Review: ‘Nocturnal Animals’

dfn-nocturnal_animals-poster-300Languid, heavy-handed and schematic, Nocturnal Animals reflects the artistic ambitions of writer/director Tom Ford.

Seven years after his first film, A Single Man, enjoyed modest acclaim for its stylish period setting and restrained thematic elements, as well as an Academy Award nomination for Colin Firth’s leading performance, Nocturnal Animals arrives with elevated expectations.

This time, Ford has adapted Tony and Susan, a novel by Austin Wright that was first published in 1993. The bones of the novel remain in place, though Ford has made notable changes to reflect his personal vision.

Susan Morrow owns a struggling art gallery and is unhappily married to philandering businessman Hutton (Armie Hammer).

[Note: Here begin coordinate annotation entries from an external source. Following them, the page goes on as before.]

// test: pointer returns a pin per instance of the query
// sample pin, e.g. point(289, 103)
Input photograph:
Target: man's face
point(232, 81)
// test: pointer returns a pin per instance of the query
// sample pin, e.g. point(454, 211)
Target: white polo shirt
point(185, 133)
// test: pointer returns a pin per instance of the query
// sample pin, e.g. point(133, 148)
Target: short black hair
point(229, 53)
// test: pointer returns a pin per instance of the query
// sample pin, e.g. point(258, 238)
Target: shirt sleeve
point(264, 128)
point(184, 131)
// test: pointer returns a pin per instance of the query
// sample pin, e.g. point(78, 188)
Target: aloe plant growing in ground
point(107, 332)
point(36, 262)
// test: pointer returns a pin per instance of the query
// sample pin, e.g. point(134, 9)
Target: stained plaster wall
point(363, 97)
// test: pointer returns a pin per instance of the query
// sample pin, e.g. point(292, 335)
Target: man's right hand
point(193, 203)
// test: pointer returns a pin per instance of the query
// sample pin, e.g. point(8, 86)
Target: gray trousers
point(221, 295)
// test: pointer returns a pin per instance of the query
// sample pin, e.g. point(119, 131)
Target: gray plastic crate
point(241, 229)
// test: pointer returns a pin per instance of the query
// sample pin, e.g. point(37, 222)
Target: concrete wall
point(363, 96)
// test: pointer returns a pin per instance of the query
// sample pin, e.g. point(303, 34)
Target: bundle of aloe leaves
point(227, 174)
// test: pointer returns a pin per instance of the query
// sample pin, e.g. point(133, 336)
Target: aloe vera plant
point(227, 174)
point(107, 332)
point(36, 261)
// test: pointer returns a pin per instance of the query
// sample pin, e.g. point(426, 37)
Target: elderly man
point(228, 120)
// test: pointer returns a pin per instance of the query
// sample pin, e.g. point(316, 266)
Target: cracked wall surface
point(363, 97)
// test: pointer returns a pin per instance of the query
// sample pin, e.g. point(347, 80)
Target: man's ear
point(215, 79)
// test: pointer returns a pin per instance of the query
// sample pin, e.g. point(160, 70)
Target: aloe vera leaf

Susan enjoys all the trappings of material success but is clearly dissatisfied with her life. One day she is surprised to receive a manuscript from her first husband, Edward Sheffield (Jake Gyllenhaal). She has not heard from him in the 19 years since they divorced; now he has completed a novel that will be published soon and wants her to be the first “outsider” to read it.

As Susan begins reading, the novel is dramatized on screen. Set in Texas, it revolves around Tony Hastings (also played by Gyllenhaal) as he sets off on a road trip one night across West Texas (to Marfa) with his wife (Isla Fisher) and daughter (Ellie Bamber).

They have a fateful encounter with three stereotypically horrible automotive hooligans (Aaron Taylor-Johnson, Karl Glusman, Robert Aramayo), leaving Tony to deal with the tragic aftermath, in tandem with wily police investigator Bobby Andes (Michael Shannon). The dual storylines are eventually joined by a third, in which the present-day Susan is haunted by memories of her failed relationship with Edward.

The evident intention is for the three storylines to comment on and illuminate each other, though the connections are blatantly obvious and grow increasingly wearisome, and occasionally risible, because they’re so pointedly lacking any fresh insights. The contrast in visual styling is similarly obvious.

Susan’s moody, stylish life in the modern day is lit like a fashion magazine layout and deliberately paced. The potboiler theatrics of the novel are lit garishly and hopped up like a rabbit on speed. Susan’s recollections are filmed in a style indistinguishable from the present day, which is occasionally confusing, since Adams and Gyllenhaal can no longer pass for people in their early or mid-twenties.

Considering all three narratives together, what emerges is a heroic, if tragic, portrait of Edward/Tony and a punishing characterization of Susan, a sinner who is not granted forgiveness, either by herself or Edward/Tony or the universe. The underlying message is not terribly favorable for women, not for Susan, most obviously; not for Tony’s fictional wife and daughter, who are victimized viciously; and not even for women who are barely glimpsed, such as an art gallery assistant (Jena Malone) or Susan’s mother (Laura Linney), who is highly critical yet proves to be uncannily prophetic.

An unpleasant and turgid movie, Nocturnal Animals plods ever onward, eventually stopping, as opposed to reaching a conclusion. In this case, it’s very helpful for the end credits to begin rolling as a signal that one can leave the theater.

The film opens on Friday, November 18, at the Angelika Film Center in Dallas, Landmark Magnolia, and AMC Northpark 15.